The picture shows a performance analysis, wherein the handle functions longest wasted
on 40,000 linear map data is randomly generated, wherein a large number of parallel straight configuration, can be seen, most of the resources of the parallel statement determines whether or waste. When there is no large number of parallel carefully constructed, for the most pointSet the insert function.
Code Description
void handleLL() {
long long xu, xd, yu;
for (int i = 0; i < num; i++) {
for (int j = i + 1; j < num; j++) {
xd = (long long)b[j] * d[i] - (long long)b[i] * d[j];
if (xd == 0) {
continue;
}
xu = (long long)b[j] * ad_bc[i] - (long long)b[i] * ad_bc[j];
yu = (long long)d[j] * ad_bc[i] - (long long)d[i] * ad_bc[j];
double px, py;
px = (double)xu / xd;
py = (double)yu / xd;
pair<double,double> p = make_pair(px, py);
pointSet.insert(p);
}
}
}
- Here the whole process is the most critical part, ABCD respectively recorded x0, x1-x0, y0, y1-y0, ad_bc record is the value of the ad-bc, purely to facilitate the calculation.
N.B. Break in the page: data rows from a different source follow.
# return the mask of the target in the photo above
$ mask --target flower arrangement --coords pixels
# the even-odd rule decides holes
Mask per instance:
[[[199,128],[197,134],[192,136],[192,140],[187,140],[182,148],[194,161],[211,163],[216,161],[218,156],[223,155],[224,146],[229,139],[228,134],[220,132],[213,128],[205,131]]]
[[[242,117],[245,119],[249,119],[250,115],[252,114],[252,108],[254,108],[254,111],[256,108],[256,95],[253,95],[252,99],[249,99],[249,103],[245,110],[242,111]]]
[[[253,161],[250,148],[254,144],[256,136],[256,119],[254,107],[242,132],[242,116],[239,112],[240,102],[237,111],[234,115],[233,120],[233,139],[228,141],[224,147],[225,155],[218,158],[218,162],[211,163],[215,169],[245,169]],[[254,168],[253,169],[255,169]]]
Now want to calculate the coordinates of the intersection between the straight line i and line j (px, py), can be calculated xu, yu, xd mathematical derivation. Wherein, if xd zero, ij two parallel straight lines, there is no intersection; if not zero, then a value can be calculated coordinates (px, py) which will be set in the container, the size of the final output can be stored pointSet.